Mas se a realidade problematiza a Justiça, em termos de lhe conferir instante dimensão política, certo é que tal problematização não é isolada e emerge num quadro de dúvidas, de inquietações e de bloqueios, que atravessam todo o tecido político-social e nos levam a falar de crise da educação, de crise do emprego, de crise da segurança, no limite, de crise da contemporaneidade.

A crise da Justiça não é, por isso, um fenómeno isolado, sendo antes, e em medida diversa, causa e efeito, num universo global de adaptação da sociedade e do Estado às novas condições do seu percurso histórico.

Essa adaptação é, em primeira linha, objecto da política, logo, tema de cidadania e da intervenção de todos na modelação da Cidade, para usar a magnífica expressão agostiniana.

Neste contexto, e sobretudo a partir da década de 80, vem-se desenhando a tendência para o poder político, na sua intervenção modeladora, responder com a lei à crescente complexidade dos problemas que a vida moderna comporta em sociedades desenvolvidas.

Daí que a crise da Justiça, revelada na insatisfação geral quanto ao funcionamento das instituições judiciárias, e na consequente desconfiança com que são olhadas, não tenha a sua origem na falta de leis.
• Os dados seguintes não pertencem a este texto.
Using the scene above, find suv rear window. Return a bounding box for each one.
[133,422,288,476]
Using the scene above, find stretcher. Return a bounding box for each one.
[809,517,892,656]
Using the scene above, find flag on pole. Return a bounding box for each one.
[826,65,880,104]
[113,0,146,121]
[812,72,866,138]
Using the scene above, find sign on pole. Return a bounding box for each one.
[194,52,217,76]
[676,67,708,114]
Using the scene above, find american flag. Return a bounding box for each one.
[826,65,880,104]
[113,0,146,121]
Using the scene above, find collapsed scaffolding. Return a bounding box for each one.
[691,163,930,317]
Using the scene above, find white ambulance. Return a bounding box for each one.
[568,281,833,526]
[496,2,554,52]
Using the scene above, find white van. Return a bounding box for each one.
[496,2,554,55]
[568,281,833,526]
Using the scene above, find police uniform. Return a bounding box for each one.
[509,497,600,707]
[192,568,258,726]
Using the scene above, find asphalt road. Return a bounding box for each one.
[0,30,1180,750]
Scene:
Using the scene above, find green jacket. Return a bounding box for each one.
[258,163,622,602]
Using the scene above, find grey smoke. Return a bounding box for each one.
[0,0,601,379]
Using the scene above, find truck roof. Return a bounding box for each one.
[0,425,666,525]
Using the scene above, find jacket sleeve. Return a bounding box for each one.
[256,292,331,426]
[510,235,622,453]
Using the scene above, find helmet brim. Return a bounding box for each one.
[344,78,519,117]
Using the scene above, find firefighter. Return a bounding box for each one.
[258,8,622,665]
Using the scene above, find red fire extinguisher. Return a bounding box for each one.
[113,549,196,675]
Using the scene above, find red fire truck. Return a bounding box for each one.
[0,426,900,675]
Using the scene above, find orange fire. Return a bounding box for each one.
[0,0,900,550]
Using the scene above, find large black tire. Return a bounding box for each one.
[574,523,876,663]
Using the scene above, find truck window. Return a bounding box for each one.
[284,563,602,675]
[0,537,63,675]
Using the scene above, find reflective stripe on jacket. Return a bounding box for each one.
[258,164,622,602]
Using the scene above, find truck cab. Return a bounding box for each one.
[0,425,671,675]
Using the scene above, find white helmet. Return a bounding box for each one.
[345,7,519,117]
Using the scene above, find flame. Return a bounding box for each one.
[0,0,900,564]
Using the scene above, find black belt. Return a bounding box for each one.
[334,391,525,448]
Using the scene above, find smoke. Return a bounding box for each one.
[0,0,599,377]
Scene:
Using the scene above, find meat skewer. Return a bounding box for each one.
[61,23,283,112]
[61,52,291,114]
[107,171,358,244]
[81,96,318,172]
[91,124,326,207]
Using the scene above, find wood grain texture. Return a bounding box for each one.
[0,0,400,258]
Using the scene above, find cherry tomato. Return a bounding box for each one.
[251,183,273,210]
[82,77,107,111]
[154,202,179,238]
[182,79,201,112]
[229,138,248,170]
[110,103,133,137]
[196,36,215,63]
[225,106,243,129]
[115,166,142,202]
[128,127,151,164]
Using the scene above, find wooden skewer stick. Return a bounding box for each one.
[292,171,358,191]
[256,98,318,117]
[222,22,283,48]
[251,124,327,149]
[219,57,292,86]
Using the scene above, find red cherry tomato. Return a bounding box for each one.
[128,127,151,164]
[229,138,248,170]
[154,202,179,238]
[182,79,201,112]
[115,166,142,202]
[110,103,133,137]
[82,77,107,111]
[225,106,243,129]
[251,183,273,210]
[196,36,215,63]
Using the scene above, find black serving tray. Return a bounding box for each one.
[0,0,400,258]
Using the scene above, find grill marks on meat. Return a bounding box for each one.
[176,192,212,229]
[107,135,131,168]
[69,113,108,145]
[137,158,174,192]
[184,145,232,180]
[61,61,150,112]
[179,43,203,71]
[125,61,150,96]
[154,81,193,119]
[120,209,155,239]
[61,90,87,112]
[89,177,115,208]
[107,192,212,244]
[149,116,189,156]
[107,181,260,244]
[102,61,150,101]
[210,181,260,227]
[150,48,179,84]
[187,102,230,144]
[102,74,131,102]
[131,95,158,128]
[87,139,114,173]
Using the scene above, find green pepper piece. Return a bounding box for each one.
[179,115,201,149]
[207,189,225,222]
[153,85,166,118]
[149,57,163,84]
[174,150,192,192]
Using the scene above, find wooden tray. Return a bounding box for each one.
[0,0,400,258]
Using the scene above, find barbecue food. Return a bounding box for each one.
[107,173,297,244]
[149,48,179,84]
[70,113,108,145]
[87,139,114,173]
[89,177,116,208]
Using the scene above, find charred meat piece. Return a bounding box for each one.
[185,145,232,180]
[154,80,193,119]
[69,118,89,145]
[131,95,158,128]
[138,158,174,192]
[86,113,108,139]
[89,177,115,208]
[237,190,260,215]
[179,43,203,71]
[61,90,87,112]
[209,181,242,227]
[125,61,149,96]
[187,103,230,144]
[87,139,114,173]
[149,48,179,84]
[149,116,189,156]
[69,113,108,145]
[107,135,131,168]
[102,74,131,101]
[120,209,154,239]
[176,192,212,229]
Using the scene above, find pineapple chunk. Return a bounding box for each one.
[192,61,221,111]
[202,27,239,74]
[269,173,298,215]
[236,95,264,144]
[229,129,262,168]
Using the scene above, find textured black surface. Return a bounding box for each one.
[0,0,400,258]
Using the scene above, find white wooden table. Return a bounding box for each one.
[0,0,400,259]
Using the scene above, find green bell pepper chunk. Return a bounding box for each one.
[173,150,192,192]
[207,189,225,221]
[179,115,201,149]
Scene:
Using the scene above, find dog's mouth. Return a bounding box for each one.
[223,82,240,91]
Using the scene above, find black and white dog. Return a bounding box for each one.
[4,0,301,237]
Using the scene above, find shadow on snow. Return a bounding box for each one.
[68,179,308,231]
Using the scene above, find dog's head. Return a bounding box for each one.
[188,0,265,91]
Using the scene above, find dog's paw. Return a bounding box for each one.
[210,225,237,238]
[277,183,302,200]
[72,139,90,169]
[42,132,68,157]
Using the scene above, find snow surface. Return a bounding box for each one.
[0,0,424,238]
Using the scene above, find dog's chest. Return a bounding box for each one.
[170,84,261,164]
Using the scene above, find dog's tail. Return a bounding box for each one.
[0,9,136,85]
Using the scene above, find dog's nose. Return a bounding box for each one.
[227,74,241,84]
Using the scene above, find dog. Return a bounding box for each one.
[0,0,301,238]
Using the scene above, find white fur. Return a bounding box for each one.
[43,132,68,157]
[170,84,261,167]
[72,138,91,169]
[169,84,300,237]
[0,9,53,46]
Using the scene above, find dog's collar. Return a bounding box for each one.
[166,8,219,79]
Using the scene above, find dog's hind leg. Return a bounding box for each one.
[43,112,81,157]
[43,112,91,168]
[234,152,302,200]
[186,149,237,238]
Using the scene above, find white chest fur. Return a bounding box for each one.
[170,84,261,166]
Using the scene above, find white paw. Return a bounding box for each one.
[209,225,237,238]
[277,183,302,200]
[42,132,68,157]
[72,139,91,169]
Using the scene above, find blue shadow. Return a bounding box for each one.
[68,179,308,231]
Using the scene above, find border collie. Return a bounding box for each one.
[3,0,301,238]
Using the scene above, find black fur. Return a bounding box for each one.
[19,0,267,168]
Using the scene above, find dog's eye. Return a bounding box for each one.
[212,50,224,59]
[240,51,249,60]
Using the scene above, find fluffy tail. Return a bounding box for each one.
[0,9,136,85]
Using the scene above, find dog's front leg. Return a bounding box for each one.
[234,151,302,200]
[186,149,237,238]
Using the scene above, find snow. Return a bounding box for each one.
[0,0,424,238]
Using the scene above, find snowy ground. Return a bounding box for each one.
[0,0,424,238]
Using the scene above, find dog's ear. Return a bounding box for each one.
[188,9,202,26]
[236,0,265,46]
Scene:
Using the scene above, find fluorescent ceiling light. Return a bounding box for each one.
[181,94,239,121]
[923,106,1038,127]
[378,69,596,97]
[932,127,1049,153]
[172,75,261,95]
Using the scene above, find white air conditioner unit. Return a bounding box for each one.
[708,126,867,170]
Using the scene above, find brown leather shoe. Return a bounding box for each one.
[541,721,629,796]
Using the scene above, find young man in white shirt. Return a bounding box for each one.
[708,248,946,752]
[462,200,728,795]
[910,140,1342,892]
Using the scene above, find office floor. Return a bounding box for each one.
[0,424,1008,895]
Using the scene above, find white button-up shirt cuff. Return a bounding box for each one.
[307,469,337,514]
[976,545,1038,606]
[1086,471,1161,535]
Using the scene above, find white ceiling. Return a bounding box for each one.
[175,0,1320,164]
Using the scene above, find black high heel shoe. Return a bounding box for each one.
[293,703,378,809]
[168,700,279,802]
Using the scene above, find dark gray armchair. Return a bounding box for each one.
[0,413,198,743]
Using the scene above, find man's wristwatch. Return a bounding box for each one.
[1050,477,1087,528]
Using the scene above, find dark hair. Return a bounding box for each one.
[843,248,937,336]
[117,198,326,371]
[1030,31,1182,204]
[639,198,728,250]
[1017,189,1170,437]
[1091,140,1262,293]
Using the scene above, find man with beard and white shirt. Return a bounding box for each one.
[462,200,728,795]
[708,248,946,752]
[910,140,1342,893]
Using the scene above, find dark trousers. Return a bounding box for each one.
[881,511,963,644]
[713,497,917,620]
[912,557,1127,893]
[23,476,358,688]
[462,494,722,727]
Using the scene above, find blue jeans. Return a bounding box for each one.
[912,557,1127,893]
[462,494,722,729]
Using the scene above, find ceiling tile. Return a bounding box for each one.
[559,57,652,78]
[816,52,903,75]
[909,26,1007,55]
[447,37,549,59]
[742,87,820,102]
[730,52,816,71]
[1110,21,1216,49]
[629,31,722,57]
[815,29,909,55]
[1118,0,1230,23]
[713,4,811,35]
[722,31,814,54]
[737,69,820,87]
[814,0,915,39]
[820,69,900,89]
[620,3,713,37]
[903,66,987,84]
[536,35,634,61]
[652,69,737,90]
Poder-se-á mesmo dizer que se há alguma coisa que caracteriza as nossas sociedades é a pretensão de tudo regulamentar, porventura com tal largueza que em algumas áreas bem se poderá falar de excesso de leis.

Não há, por isso, uma crise da lei. A insatisfação geral quanto à Justiça e o clima de desconfiança instalado obrigam-nos, sim, a ponderar em que medida não estamos defrontados com uma crise, mas de autoridade, de confiança na autoridade da lei, que se exprime na garantia judiciária.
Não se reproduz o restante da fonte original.